I made croissants for the very first time today, and they were vegan to boot. Admittedly, I have never been too fond of the flaky French crescents or anything very buttery in general, even before becoming vegan, but the occasional croissant suited me fine. Sure, it's fine to indulge in little treats now and then, but a croissant always seemed like the type of thing that just felt fattening, akin to the donuts of my youth, so trying to live with moderation and health consciousness in mind, I typically have little issue with avoiding such things. But something compelled me to make croissants anyway; I think I was drawn in by the challenge of not only the specific process of folding the dough with the fat, etc., but also of successfully adapting a traditionally non-vegan recipe to produce relatively tasty vegan end products. Whatever the reason, I made the things, and I'm pretty sure that even the omnivores in my life will make sure the pastries won't stick around for much longer.
Newly-rolled dough crescents. Better than pre-made? Probably.

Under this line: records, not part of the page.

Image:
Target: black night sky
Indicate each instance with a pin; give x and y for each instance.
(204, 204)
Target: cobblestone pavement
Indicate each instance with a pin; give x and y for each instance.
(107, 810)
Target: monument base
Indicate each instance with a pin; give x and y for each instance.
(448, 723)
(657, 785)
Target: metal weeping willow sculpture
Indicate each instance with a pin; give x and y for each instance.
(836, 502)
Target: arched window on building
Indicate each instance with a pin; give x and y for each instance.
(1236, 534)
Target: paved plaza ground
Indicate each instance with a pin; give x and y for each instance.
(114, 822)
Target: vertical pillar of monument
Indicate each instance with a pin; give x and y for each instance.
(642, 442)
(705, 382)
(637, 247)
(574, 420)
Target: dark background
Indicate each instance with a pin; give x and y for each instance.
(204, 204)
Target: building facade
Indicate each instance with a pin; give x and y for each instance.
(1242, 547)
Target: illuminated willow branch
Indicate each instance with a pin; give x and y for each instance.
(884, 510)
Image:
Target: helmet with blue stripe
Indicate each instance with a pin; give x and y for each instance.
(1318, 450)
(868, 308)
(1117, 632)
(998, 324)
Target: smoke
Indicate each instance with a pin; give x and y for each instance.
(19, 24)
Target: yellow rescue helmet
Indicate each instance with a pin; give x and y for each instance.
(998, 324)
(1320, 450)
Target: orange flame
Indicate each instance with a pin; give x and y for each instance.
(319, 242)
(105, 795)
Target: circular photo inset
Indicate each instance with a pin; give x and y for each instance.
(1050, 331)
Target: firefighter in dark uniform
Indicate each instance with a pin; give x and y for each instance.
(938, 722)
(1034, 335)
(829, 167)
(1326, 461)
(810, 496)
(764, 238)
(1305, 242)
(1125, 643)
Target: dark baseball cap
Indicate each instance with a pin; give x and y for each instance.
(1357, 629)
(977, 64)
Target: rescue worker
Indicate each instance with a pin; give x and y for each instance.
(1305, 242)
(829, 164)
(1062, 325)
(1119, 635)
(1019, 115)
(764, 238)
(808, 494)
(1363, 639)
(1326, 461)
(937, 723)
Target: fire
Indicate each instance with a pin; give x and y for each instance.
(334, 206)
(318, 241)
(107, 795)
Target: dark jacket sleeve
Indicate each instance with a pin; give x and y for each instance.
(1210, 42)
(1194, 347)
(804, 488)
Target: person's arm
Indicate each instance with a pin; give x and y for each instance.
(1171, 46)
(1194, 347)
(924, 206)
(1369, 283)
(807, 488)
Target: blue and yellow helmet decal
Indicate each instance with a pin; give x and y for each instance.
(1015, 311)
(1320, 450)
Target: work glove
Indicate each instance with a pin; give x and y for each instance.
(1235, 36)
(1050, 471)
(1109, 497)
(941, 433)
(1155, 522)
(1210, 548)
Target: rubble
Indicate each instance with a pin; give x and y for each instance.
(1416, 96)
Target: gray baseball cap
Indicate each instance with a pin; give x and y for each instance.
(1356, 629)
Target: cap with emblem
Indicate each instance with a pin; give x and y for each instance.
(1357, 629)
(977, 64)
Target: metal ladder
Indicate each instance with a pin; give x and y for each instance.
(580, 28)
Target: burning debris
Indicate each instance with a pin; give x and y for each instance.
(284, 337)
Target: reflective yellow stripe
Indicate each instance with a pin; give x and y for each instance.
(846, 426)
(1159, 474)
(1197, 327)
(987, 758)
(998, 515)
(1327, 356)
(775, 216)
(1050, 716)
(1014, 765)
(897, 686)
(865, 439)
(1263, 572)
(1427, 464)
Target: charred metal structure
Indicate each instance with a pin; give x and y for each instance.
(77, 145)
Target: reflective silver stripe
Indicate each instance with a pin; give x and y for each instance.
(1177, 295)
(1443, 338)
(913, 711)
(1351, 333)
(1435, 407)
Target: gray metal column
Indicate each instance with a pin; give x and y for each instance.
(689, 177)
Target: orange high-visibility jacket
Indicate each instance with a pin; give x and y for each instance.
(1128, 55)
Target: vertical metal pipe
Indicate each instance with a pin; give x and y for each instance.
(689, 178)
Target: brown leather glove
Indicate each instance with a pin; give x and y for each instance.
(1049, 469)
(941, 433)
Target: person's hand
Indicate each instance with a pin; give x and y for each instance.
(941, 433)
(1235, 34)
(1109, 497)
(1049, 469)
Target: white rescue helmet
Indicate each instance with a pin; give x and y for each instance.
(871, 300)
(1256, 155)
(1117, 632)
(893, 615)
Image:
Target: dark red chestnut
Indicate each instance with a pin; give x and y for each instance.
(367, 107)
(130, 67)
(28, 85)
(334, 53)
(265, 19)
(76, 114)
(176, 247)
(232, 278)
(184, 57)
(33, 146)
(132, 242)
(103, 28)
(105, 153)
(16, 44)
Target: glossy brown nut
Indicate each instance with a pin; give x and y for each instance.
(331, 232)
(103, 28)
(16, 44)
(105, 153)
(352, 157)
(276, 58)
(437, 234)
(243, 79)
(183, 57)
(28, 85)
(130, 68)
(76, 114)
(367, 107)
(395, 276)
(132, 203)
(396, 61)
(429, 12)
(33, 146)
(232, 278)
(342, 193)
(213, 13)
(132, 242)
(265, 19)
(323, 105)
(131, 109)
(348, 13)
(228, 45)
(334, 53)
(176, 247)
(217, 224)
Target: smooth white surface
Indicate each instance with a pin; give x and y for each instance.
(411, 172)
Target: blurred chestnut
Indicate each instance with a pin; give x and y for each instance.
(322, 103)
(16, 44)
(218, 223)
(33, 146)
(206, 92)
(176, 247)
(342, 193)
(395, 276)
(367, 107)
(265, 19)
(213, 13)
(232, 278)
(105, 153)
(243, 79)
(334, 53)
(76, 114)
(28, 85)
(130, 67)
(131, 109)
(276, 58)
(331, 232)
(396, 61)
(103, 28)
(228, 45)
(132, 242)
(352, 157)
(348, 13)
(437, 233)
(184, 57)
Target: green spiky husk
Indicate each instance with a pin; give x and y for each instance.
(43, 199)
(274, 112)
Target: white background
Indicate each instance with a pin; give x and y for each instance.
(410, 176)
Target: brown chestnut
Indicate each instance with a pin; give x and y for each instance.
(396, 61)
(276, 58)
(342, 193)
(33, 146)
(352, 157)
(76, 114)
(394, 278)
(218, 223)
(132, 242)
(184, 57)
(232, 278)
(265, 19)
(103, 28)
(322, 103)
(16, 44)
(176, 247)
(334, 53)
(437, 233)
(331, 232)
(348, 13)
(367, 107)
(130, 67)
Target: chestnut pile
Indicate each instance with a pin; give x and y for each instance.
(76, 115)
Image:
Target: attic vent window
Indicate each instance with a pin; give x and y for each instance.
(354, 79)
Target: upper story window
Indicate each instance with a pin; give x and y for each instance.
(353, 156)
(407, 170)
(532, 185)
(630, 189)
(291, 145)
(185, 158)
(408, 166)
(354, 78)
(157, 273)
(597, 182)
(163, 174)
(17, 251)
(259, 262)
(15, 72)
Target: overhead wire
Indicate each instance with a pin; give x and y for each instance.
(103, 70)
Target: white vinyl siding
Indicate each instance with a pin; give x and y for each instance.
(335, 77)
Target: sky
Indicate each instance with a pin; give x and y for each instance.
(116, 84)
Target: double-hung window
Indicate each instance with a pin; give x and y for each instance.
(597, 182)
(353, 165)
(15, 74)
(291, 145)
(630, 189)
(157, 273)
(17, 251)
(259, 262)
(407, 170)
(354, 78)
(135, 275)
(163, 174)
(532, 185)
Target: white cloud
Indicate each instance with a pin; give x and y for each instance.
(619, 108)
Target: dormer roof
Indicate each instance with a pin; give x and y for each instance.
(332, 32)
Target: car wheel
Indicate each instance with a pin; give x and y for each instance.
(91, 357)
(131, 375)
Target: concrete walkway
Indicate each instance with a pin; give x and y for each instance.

These croissants are about as buttery as they get without the use of actual butter. Earth Balance vegan buttery sticks provide the butter substitute that make the pastry so flaky, although they did turn out a bit greasy as well. I used the croissant recipe from Nick Malgieri's How to Bake, a cookbook among my mother's mighty kitchen arsenal, and was a bit taken aback by the amount of fat required. I actually considered reducing the amount required by the recipe by a half cup, but since I'd never made croissants before, much less using this particular recipe, I followed the amounts precisely and only made alterations in order to "veganize" the dough; as mentioned, vegan buttery sticks replaced the butter, and unsweetened almond milk replaced dairy milk. When preparing to bake the dough, I rolled half of it into plain croissants and they other half into the Almond Croissant variation given by Malgieri. The almond paste used in the latter was a homemade, vegan version, of course. And because I have dough leftover--the recipe for the croissants themselves is written for a half-batch of dough--I may try making Malgieri's Chocolate Croissants. But I should probably stay away from too much pastry for awhile after this fattening kitchen venture.
Plain croissants (foreground) and almond croissants (background).
Almond croissant, on a festive Eiffel Tower plate.